Chinese New Year is one of the most significant yearly celebrations observed by the Chinese community worldwide. In Malaysia, the Chinese community observes this festival known as the Lunar New Year.
Following the Lunar Calendar based on the 12 zodiac signs, Chines New Year usually comes around in the beginning of the year. It could be as early as mid-January or into the middle of February of every year.
The first day of the new year is most important. To the Chinese, it signifies a new start to the year where everything could possibly be new. Some would visit temples. On the eve of the first day, the entire family usually come together for a reunion dinner which is regarded as one of the most important events for any family. Many would travel from overseas home for this dinner.
Chinese New Year is celebrated for 15 days. From the first day, the families will wish each other with prosperous and kind phrases. There is no place for negative vibes. Children wear new clothes and homes are spring-cleaned to signify renewed hopes and dreams.

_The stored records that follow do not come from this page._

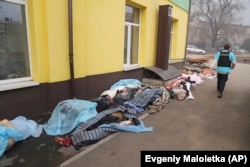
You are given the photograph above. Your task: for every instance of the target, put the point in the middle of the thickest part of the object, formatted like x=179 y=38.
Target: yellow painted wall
x=98 y=28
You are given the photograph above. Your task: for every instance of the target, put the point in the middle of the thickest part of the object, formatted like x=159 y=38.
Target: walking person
x=226 y=61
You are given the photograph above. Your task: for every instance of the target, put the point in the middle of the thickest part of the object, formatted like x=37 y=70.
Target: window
x=131 y=43
x=14 y=50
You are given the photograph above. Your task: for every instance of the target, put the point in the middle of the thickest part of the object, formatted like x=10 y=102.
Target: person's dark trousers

Red is the most common colour during Chinese New Year. As such, you would see a lot of homes decorated with red cloth on the doors and gates, red buntings and others. The elders will give red packets (known as Ang Pow) to the kids and unmarried for good luck. Red firecrackers are lit and heard across homes.
On the fifteenth day, Chinese New Year concludes with the observation of Chap Goh Mei (translated as fifteenth night). This is commonly known as the lover’s day for the Chinese. Single women will throw mandarin oranges in the river with their names in the hope of finding their life-partners.